Amazon Apache Managed Cassandra
While AWS offers many different databases as part of the Amazon cloud database strategy, one variety it did not possess was Apache Cassandra, a popular open source NoSQL database.
It's challenging to manage and scale Cassandra, which is why Jassy said he sees a need for a managed version running as an AWS service. The Apache Managed Cassandra launched as a preview on Dec. 3 with general availability set for sometime in 2020.
With the managed service there are no clusters for users to manage, and the platform provides single-digit millisecond latency, Jassy noted. He added that existing Cassandra tools and drivers will all work, making it easier for users to migrate on-premises Cassandra workloads to the cloud.
AWS also detailed a series of moves at the conference that enhance its Redshift data warehouse platform.
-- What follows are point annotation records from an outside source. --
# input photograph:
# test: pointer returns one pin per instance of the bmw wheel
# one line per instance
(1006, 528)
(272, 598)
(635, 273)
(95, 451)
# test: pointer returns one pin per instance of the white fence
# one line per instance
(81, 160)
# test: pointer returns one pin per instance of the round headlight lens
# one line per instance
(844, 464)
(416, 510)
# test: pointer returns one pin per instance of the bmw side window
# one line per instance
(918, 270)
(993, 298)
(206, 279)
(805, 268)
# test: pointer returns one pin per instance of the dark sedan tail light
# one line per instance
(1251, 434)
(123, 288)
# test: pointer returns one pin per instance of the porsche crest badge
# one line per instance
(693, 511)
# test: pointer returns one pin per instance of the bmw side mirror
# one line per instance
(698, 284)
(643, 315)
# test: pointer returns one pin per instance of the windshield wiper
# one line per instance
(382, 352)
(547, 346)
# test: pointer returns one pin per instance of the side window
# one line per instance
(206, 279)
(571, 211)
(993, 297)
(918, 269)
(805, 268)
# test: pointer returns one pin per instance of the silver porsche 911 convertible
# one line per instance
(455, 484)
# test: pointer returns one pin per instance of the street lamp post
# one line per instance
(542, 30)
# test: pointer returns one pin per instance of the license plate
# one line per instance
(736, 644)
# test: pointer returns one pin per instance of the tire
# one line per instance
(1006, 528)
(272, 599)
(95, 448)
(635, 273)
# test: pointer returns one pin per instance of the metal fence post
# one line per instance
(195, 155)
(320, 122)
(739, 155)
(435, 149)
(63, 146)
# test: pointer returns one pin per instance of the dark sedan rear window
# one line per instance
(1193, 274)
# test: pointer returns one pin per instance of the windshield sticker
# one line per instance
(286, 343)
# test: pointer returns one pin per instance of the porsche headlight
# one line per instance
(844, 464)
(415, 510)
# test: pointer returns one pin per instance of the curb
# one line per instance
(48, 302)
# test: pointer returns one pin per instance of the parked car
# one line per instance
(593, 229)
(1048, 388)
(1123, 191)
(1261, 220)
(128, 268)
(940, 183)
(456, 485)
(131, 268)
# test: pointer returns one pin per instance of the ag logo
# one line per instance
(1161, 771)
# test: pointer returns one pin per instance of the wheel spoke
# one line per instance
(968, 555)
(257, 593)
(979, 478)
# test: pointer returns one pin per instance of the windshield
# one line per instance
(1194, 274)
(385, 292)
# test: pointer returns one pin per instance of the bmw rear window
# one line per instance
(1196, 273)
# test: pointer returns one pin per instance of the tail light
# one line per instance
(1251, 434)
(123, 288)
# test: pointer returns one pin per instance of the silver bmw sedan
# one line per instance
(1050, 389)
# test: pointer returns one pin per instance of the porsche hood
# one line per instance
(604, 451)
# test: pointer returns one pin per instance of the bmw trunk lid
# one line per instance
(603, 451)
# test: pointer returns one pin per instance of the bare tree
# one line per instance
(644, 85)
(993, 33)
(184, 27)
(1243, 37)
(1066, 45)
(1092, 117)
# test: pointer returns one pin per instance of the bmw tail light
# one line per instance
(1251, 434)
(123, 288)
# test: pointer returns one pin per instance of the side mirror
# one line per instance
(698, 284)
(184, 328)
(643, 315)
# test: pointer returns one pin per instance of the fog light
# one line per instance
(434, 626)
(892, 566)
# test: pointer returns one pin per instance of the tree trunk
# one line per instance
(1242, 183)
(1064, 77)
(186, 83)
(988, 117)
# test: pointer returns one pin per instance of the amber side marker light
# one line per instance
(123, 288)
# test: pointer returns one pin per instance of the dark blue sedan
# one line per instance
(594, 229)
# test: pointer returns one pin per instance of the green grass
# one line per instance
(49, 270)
Among the new features Jassy talked about was Lake House, which enables data queries not just in local Redshift nodes but also across multiple data lakes and S3 cloud storage buckets.
"Not surprisingly, as people start querying across both Redshift and S3 they also want to be able to query across their operational databases where a lot of important data sets live," Jassy said. "So today, we just released something called federated query which now enables users to query across Redshift, S3 and our relational database services."
Storage and compute for data warehouse are closely related, but there is often a need to scale storage and compute independently. To that end, AWS announced as part of the Amazon cloud database strategy its new Redshift RA3 instances with managed storage. Jassy explained that as users exhaust the amount of storage available in a Redshift local instance, the RA3 service will move the less frequently accessed data over to S3.
As data is spread across different resources, it generates a need to accelerate query performance. Jassy introduced the new Advanced Query Accelerator (AQUA) for Redshift help meet that challenge.
Jassy said that AQUA provides an innovative way to do hardware accelerated cache to improve query performance. With AQUA, AWS has built a high-speed cache architecture on top of S3 that scale out in parallel to many different nodes. Each of the nodes host custom-designed AWS processors to speed up operations.
"This makes your processing so much faster that you can actually do the compute on the raw data without having to move it," Jassy said.